Zonguldak Limanı ile ilgili görüşüldü
Zonguldak Belediye Başkanı İsmail Eşref'i makamında ziyaret eden GMİS Genel Başkanı Ramis Muslu, Zonguldak Limanı'nı görüştü.
Ramis Muslu, limanın TTK tarafından işletilmesinden yana olduklarını ifade ederken, Zonguldak Belediye Başkanı İsmail Eşref de liman işletmeciliğinin TTK'nın işi olduğunu dile getirdi. GMİS Yönetim Kurulu Başkanı Ramis Muslu ve beraberindekiler Zonguldak Belediye Başkanı İsmail Eşref'i makamında ziyaret etti.
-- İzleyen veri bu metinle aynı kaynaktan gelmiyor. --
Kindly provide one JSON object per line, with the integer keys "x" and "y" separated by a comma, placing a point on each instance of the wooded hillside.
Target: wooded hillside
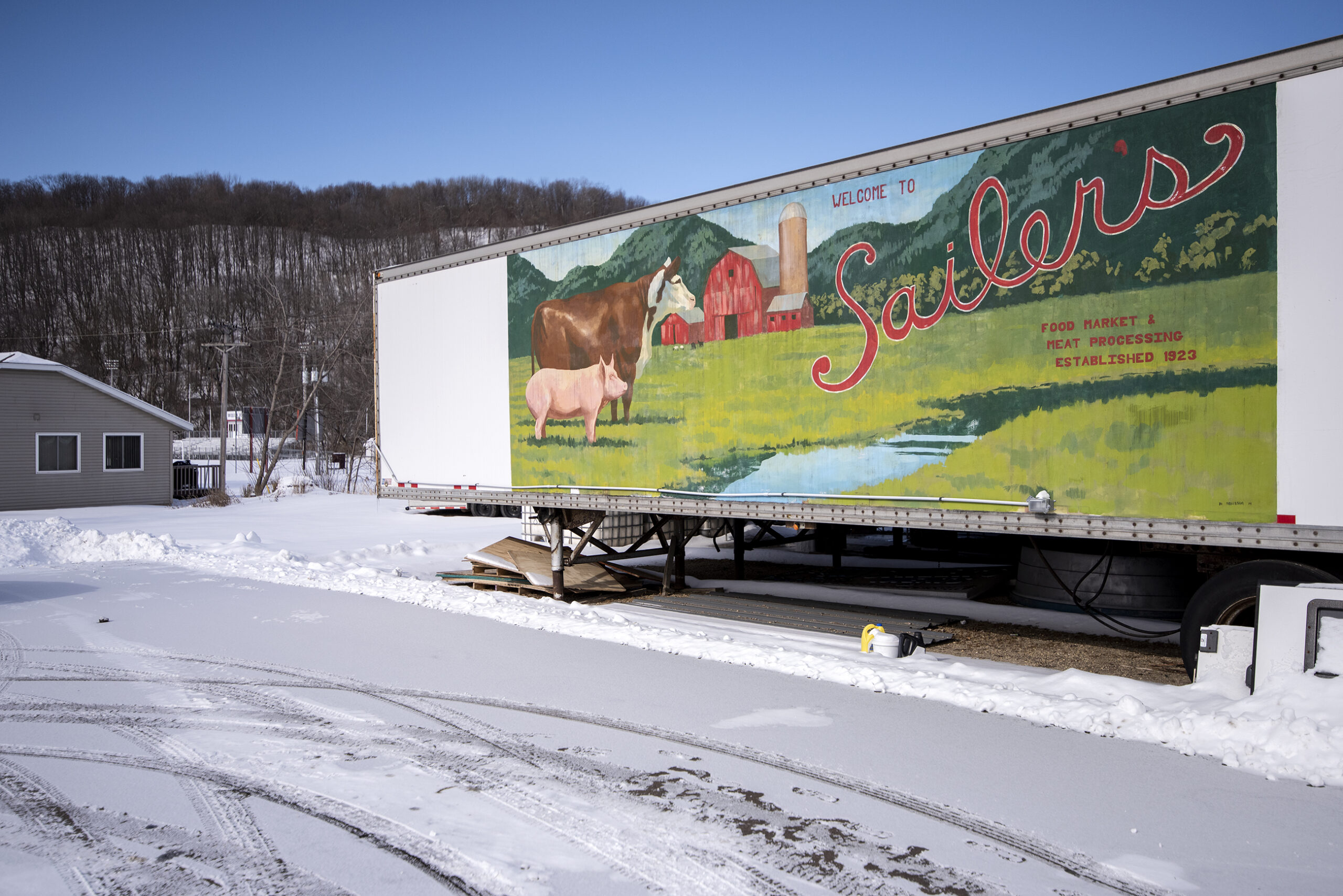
{"x": 144, "y": 273}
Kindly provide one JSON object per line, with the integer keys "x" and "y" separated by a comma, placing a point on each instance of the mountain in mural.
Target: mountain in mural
{"x": 1228, "y": 230}
{"x": 699, "y": 243}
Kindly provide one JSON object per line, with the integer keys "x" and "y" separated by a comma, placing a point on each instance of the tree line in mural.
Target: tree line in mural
{"x": 1227, "y": 231}
{"x": 144, "y": 273}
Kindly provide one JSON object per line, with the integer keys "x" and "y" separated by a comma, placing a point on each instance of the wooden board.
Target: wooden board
{"x": 534, "y": 562}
Ziyaretin önemli konusu olan Zonguldak Limanı'nın işletilmesini görüşen GMİS Genel Başkanı Ramis Muslu, "Günlerdir Zonguldak'ta gazetelerde yer alan TTK'nın liman ile ilgili demeçleri gördük, okuduk. Baktığınız zaman limanın buraya kuruluş nedeni TTK'nın olması nedeniyle Fransızlar döneminde yapılarak büyütülmüş. Ve bugünlere geldi. Bunu biz üretimin bir parçası olarak görüyoruz. TTK, 2009 yılında 2 milyon tona yakın satılabilir, üretim yaptı. Bu rakam 2010 yılı için 2 buçuk milyon tondur. Baktığımız zaman, kurumun ileri ki yıllarda limana ihtiyacı olacak. TTK'nın ilerideki hedefi beş milyon ton kömür üretimi. TTK Genel Müdürü asıl işlerinin üretmek olduğunu söylüyor. Tabi asıl iş üretimdir. Bunu yaparken de mutlaka limana ihtiyacımız olacak. Erdemir'in limanı var. Eren Holding, Çatalağzı'nda liman kuruyor. Erdemir'in ürettiğini ihraç etmek için limanı var. Biz belki bu gün limanı tam kapasite kullanamıyoruz ama 2009 yılında 60 bin ton ihracat yapmışız. Üretim arttıkça bu rakamlar yükselecek. Bunun yanı sıra kuzeyde komşu ülkelerle olan TIR anlaşmaları giderek limanın karını arttıracaktır. 2008 yılında 500 bin dolar, 2009 yılında 1 milyon dolar kar var. Biz yine karını arttırarak limanın TTK tarafından işletilmesinden yanayız. Bunu, üretimin bir parçası olarak görüyoruz. Kurum, karını katlayarak devam etsin. Ameliyat oldunuz. Tekrar eski sağlığınıza kavuştuğunuz için maden işçileri adına geçmiş olsun" dedi.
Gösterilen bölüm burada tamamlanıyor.